Il était donc clair que la France devait continuer ses efforts pour que le processus d’Arusha parvienne à son terme. D’ores et déjà, en application des accords d’Arusha, la MINUAR était arrivée au Rwanda le 28 décembre et 600 hommes d’un bataillon du FPR s’installaient à Kigali dans les bâtiments du Parlement. Par ailleurs, le 5 janvier, le Président Habyarimana prêtait serment, en qualité de Président de la période de transition : la première institution de cette période se mettait donc en place.

En revanche, la formation du Gouvernement restait bloquée, faute d’accord sur la répartition des portefeuilles ministériels et sur celle des sièges au sein de l’Assemblée nationale.

Dans un télégramme diplomatique en date du 7 janvier, il était indiqué : " les chances de succès de la période de transition restent fragiles " et il était suggéré que la France poursuive son effort pour la mise en oeuvre des accords d’Arusha dans trois domaines : la reprise économique et financière, la restructuration de l’armée et le renforcement de l’Etat de droit.

S’agissant du fax que le Général Romeo Dallaire aurait adressé aux Nations Unies pour signaler les risques de génocide, M. Jean-Michel Marlaud a signalé que le 12 janvier 1994 le chargé d’affaires de son ambassade avait envoyé un télégramme à Paris, intitulé : " Menace de guerre civile ", dans lequel il rendait compte d’un entretien avec les ambassadeurs des Etats-Unis et de Belgique ainsi qu’avec M. Jacques-Roger Booh-Booh, représentant spécial du Secrétaire général des Nations Unies. Au cours de cet entretien, M. Jacques-Roger Booh-Booh avait informé les trois ambassades du risque de déclenchement à brefs délais d’une guerre civile par les Interahamwe, la milice du parti MRND. M. Jacques-Roger Booh-Booh avait reçu instruction des Nations Unies d’entreprendre une démarche auprès du Président Habyarimana pour lui signaler que les activités des milices menaçaient le processus de paix et que l’existence de caches d’armes, si elle était confirmée, était contraire aux accords d’Arusha. Il avait demandé aux trois ambassades concernées d’effectuer la même démarche.

En rendant compte de ces événements au Département, le chargé d’affaires, M. Bunel, demandait des instructions et commentait : " Ces informations sont graves et plausibles, même si l’on ne peut pas écarter le risque d’une manipulation destinée à mettre en difficulté la MINUAR ou le Président Habyarimana ". Le même jour, il recevait instruction du ministère des Affaires étrangères de se joindre à la démarche des ambassadeurs des Etats-Unis et de Belgique. Le 15 janvier, ceux-ci étaient reçus par le Président Habyarimana, comme M. Jacques-Roger Booh-Booh l’avait été lui-même le 14 janvier. Il n’y a donc pas d’ambiguïté sur le fait que cette information ait été transmise et qu’une démarche ait été faite.
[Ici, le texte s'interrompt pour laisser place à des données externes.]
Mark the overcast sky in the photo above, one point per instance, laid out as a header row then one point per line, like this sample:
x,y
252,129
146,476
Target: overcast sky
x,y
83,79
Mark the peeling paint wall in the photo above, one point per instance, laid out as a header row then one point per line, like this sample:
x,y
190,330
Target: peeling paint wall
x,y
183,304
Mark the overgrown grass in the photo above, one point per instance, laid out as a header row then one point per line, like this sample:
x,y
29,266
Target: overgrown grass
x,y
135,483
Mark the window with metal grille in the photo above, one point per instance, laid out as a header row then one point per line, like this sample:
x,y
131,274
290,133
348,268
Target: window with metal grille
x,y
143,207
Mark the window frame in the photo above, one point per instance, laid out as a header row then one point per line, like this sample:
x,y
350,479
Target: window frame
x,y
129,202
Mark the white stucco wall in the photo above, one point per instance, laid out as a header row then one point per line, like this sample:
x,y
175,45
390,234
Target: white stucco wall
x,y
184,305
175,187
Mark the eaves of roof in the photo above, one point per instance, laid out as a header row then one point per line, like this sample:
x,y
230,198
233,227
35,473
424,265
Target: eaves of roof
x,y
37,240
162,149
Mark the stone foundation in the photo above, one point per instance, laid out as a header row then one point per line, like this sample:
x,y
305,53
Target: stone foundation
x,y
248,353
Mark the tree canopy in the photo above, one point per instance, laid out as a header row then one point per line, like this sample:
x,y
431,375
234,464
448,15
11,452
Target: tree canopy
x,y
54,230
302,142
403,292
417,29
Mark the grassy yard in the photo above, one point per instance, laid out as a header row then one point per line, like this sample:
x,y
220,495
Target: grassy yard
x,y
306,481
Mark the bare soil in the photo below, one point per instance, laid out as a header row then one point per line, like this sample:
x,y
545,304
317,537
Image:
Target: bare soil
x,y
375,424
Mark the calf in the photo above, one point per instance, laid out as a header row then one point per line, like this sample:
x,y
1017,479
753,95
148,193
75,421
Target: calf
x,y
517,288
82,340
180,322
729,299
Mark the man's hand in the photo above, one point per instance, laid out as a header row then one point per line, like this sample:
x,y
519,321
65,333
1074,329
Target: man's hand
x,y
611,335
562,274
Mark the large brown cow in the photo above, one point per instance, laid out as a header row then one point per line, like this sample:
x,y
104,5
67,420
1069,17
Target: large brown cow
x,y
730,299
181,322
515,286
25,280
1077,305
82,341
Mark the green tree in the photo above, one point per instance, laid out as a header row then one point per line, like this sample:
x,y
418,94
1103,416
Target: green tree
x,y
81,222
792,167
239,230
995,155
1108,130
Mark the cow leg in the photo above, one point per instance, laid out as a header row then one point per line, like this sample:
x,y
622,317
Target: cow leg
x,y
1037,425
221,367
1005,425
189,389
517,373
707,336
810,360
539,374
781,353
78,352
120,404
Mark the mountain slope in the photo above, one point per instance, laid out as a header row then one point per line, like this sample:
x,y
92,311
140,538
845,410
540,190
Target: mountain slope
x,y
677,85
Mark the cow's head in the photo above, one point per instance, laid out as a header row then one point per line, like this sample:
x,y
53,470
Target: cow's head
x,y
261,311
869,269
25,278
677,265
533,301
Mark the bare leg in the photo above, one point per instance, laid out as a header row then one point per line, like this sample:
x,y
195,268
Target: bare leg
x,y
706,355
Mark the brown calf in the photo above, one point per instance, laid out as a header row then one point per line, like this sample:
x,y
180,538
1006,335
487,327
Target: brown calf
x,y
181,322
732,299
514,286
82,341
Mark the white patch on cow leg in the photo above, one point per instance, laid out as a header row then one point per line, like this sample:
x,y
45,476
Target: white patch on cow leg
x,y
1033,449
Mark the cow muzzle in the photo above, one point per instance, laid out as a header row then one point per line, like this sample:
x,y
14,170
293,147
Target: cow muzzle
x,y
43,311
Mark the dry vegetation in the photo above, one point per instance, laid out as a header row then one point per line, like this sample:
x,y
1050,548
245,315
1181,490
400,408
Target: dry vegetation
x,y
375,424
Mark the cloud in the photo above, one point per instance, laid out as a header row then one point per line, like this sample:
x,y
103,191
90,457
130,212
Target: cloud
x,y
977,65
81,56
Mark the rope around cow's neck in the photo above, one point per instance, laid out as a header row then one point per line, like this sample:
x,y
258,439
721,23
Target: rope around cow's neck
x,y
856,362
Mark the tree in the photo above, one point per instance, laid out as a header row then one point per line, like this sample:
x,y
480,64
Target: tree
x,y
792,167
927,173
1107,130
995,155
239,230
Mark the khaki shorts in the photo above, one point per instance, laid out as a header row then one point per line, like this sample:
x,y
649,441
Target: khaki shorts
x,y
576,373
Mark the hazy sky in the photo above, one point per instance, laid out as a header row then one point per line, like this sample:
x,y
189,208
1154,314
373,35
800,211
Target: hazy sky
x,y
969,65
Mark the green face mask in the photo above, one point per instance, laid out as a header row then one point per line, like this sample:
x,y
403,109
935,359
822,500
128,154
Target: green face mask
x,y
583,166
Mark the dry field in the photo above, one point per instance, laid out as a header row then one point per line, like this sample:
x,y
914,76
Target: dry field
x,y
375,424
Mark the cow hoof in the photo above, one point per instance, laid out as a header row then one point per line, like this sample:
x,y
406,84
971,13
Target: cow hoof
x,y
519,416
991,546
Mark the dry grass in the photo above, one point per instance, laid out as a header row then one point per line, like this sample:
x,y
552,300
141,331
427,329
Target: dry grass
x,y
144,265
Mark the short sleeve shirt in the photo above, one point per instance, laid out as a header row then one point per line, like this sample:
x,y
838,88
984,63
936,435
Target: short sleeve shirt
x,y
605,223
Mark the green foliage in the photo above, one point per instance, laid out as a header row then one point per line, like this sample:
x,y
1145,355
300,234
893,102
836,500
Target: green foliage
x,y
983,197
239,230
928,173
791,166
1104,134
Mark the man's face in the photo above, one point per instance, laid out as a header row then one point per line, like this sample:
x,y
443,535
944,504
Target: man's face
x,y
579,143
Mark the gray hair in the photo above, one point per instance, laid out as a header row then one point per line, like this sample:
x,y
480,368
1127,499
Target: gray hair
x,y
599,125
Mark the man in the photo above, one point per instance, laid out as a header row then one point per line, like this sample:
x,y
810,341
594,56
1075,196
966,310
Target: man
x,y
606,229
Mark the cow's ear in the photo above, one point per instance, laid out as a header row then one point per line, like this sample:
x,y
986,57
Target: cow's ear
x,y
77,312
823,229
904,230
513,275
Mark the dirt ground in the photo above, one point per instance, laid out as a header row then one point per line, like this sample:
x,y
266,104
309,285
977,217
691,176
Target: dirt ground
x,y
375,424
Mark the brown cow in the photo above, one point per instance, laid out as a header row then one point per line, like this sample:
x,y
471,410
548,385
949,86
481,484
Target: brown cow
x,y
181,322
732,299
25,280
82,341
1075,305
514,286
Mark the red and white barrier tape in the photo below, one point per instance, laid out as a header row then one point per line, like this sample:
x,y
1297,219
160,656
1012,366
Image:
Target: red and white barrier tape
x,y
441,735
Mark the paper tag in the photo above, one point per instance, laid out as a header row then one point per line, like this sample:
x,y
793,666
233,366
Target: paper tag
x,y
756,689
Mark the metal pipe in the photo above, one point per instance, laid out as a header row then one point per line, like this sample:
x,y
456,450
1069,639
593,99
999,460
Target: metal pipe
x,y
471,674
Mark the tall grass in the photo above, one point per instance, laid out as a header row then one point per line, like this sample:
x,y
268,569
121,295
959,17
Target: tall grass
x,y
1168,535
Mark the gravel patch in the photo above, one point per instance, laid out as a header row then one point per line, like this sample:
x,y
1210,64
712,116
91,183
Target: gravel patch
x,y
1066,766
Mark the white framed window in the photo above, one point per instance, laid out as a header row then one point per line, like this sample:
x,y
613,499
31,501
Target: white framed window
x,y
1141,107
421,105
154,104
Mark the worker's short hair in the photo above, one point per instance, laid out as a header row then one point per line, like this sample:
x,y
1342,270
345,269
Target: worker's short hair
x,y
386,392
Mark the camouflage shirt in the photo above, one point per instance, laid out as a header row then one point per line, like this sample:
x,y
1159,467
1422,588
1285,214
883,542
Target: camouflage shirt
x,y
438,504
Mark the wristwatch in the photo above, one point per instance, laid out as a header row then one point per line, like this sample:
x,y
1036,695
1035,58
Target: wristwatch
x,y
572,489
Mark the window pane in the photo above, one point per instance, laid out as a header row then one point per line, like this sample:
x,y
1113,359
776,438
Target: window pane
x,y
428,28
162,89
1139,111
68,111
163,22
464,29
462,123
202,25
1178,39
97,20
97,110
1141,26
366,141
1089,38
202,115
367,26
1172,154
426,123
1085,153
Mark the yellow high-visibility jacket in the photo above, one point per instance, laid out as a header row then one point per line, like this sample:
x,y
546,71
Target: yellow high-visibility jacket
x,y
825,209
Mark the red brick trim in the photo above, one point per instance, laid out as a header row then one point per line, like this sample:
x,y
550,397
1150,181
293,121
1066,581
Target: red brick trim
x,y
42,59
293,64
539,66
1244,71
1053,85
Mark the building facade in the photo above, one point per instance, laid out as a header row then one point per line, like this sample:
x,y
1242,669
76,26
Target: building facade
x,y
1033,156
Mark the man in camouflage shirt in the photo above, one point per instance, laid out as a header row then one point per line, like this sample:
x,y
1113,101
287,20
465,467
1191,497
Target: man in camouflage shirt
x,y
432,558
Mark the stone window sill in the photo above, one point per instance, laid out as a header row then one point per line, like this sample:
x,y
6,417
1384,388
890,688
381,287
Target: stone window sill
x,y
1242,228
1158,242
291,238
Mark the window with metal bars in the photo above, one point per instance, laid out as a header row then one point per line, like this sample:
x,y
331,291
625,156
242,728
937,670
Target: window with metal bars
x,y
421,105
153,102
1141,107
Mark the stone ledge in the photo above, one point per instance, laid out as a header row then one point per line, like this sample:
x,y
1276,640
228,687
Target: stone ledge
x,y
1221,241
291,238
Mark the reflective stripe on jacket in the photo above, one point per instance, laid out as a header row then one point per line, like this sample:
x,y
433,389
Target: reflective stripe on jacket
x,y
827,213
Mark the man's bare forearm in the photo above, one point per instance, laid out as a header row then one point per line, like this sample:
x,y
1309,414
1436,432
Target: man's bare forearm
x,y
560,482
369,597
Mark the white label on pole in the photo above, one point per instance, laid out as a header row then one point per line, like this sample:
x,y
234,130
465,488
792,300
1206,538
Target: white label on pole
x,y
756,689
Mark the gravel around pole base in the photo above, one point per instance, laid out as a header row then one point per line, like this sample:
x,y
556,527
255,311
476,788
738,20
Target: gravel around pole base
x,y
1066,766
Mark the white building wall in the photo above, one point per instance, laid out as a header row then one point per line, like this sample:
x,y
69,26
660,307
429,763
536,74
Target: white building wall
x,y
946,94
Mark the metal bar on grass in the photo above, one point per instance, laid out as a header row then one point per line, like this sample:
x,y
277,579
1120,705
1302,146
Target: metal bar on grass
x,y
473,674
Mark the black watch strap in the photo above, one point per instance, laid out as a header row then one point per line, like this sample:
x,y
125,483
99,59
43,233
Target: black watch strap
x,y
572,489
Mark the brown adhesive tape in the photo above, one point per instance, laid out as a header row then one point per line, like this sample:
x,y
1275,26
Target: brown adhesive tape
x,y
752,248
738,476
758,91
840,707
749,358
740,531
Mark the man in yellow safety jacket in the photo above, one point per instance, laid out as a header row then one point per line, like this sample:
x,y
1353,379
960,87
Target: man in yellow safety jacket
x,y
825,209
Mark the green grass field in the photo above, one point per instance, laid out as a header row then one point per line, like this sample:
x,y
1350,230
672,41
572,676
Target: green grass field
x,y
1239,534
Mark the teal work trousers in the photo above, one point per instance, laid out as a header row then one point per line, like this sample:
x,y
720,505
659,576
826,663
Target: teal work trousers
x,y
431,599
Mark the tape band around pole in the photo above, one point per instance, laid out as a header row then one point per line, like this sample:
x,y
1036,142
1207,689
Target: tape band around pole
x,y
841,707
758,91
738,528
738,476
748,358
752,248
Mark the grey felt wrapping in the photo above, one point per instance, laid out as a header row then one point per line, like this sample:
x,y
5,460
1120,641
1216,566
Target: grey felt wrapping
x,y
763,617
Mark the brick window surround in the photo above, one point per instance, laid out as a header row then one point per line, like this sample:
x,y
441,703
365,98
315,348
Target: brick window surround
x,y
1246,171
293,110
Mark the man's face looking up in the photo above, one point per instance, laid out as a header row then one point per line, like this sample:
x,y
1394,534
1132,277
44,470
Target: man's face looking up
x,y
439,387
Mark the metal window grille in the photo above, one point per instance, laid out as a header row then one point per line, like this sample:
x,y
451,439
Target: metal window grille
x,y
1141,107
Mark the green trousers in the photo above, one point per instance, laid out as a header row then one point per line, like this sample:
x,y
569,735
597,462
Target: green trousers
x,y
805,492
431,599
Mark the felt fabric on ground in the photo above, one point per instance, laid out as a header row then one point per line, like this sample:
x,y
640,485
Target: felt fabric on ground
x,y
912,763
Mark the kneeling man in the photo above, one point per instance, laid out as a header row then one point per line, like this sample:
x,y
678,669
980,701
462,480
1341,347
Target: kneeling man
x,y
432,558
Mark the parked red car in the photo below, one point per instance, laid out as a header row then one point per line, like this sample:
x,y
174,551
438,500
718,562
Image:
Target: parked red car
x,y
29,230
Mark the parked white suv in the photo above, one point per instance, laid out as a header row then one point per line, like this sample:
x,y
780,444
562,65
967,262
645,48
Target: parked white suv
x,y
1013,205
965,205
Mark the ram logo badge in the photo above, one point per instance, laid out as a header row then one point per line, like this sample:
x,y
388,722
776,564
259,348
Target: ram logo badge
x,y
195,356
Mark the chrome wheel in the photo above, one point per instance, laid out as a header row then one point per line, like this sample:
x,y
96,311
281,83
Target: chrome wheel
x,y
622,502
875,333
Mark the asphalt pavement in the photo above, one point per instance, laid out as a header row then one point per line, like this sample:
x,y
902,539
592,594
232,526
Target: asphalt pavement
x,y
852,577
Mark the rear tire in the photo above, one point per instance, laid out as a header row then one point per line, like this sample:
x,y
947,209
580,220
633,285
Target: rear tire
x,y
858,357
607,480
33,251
M. Jean-Michel Marlaud a estimé que le Colonel Bernard Cussac avait eu connaissance de ce télégramme qui avait été aussi envoyé au ministère de la Défense et à l’Etat-major des Armées. Il a jugé que la confusion du Colonel Cussac provenait vraisemblablement du fait que ce télégramme avait été rédigé par le chargé d’affaires et qu’il n’en a plus été question par la suite. Ces informations ne constituaient qu’un élément de plus dans la longue succession des alertes dont l’ambassade était saisie concernant, un jour, la reprise de l’offensive par le FPR et, le lendemain, le début d’un massacre.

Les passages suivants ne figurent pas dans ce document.